En su departamento, Rogelio tenía un póster de Liv Ullman y decía que ella era la mujer ideal. Pero la verdad es que siempre había soñado con una mala de telenovela, aunque jamás se hubiera atrevido a decirlo, por miedo a que sus amigos lo acusaran de gatero.

Tres días después de conocer a Mildred, la opinión de sus amigos le importó poco: la mujer ideal no era la sueca de mirada intensa, sino aquella morena de senos operados, que le bajaba la bragueta y se metía su miembro en la boca, sin que él tuviera que pedírselo.

Cierto, estaba casada. Pero se iba a divorciar muy pronto. Cierto, tenía hijos. Pero la niña, recién nacida, era un encanto. El niño, en cambio, lloraba por todo y le daban unos ataques de celos como de moro veneciano. Pero Rogelio lo aguantaba porque él también había sufrido con los novios de su madre. Además, Hectorín no era simpático, pero era mucho mejor que un suegro. Cuando Mildred le contó que era huérfana, Rogelio pensó que esa orfandad era la más grande de sus virtudes, porque lo habían educado para ser salvador de damiselas indefensas, y porque siempre había odiado a sus suegros.

Rogelio se enamoró como nunca antes en su vida. No lo podía creer. Y Mildred tampoco lo podía creer. Había sido su fan por tanto tiempo, y ahora él estaba ahí, diciéndole que también la amaba. Era un sueño. Para ambos. Y se sumergieron en el sueño hasta que un grito aterrador los regresó a la realidad.

«Nunca había llorado así», dijo Mildred grande. Ni ella ni Rogelio sabían qué hacer. La bebé no parecía enferma, no tenía sueño ni hambre. Pero gritaba, gritaba con todas sus fuerzas hasta casi reventar los tímpanos de su madre, que la traía en brazos y la paseaba por la sala de Rogelio, cuya espalda sentía escalofríos cada vez que la niña recuperaba el aliento y volvía a gritar como si la estuviera poseyendo el demonio.

Ni Mildred grande ni Rogelio supieron jamás que el grito de Mildred se debió a que, esa noche, la pequeña se dio cuenta de que había fallado en su misión de mantener unidos a sus padres. Para eso la habían traído al mundo y no lo había logrado, ni siquiera con un nacimiento prematuro. Tenía cuatro meses de vida y ya era un fracaso. Así que gritó. Gritó hasta que no pudo más. Gritó hasta que la geografía de su alma se fracturó en miles de islas, separadas por los mares de su llanto.

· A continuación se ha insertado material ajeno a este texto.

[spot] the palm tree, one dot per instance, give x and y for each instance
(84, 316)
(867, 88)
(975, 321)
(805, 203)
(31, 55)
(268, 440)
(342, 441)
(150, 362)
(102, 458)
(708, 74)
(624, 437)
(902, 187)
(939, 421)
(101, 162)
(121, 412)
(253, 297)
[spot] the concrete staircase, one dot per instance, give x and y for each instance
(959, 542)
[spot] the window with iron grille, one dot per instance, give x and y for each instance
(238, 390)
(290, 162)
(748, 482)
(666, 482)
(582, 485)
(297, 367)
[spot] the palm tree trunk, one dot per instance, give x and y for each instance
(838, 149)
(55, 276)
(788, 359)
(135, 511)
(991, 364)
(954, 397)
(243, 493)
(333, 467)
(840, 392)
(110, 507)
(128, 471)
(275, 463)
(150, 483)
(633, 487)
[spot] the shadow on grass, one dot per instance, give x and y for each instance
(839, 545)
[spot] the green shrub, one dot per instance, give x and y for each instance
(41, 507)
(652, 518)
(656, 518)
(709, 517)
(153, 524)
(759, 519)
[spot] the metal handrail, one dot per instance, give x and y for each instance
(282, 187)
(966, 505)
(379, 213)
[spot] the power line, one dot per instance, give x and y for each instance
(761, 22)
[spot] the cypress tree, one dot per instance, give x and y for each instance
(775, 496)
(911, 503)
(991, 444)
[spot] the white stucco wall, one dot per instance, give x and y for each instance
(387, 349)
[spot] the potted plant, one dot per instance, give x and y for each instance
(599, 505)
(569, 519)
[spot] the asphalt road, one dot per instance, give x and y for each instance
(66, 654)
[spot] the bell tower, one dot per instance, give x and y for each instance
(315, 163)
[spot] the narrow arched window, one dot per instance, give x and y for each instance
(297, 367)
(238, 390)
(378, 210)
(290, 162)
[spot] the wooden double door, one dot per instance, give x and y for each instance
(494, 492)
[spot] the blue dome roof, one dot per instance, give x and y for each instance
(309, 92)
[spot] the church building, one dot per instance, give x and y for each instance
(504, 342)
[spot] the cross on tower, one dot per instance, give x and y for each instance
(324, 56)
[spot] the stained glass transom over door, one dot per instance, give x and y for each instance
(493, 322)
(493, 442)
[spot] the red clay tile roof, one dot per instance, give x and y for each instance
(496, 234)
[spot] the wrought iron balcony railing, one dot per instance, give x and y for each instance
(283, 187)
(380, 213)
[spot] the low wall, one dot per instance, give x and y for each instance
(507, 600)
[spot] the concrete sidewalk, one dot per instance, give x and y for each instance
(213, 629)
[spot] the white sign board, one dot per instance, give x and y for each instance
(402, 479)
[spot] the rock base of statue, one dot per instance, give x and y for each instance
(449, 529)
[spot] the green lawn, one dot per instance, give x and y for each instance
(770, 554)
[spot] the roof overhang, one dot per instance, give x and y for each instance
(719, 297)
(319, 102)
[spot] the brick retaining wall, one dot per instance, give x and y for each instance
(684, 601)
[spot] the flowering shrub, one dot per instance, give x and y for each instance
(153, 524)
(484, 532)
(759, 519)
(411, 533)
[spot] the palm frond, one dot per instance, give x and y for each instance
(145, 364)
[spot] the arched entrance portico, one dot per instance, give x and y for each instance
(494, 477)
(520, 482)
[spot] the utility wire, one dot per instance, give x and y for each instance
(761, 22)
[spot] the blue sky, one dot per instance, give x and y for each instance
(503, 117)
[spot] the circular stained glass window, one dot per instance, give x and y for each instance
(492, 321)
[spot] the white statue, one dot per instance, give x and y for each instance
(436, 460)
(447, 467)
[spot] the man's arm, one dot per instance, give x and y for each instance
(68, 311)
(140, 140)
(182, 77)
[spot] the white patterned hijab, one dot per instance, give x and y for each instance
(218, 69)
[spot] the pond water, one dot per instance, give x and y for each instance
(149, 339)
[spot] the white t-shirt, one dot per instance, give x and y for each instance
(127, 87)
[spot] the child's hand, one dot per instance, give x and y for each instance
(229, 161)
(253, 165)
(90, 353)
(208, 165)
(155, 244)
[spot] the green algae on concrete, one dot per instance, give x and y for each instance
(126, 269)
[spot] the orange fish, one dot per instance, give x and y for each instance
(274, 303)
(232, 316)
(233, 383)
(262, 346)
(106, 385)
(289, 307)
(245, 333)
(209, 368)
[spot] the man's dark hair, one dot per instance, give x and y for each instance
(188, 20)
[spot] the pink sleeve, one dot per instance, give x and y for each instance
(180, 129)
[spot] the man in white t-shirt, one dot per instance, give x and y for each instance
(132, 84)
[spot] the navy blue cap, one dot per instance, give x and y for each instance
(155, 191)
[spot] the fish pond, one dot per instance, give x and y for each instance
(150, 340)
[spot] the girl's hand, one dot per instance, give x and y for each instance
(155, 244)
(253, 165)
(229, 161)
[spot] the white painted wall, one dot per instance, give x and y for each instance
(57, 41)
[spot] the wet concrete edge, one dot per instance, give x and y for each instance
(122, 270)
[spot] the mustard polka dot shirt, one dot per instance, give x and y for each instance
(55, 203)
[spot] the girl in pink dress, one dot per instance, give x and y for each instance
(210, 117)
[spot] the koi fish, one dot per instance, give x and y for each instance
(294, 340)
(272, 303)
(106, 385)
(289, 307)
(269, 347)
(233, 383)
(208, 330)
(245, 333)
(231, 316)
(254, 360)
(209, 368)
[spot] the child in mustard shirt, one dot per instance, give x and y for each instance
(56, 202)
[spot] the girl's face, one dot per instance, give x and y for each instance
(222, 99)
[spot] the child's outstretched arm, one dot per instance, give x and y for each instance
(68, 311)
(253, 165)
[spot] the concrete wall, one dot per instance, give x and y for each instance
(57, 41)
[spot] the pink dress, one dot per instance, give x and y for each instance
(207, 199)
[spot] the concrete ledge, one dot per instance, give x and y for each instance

Exactamente 21 años después, Mildred aceptó frente a su madre, Mildred grande, que su relación con Ernesto era una causa perdida. Ella había fallado en su misión de reformarlo, y eso le dolía muchísimo. Le dolía con el tipo de dolor que se mezcla con la culpa. Pero ella no había arrojado a su novio a las garras de las drogas, así que no entendía por qué le daba tanto remordimiento.

Pensó en preguntarle a Mildred grande qué hacer para mantener viva su relación con Ernesto, pero la verdad es que a su pobre madre los novios no le duraban nada. Nunca le había conocido una relación importante. Su papá no contaba, porque se habían divorciado cuando ella era muy chiquita. Así que desistió de preguntar, subió a su cuarto, hundió la cara en la almohada y se puso a llorar sin que nadie la oyera.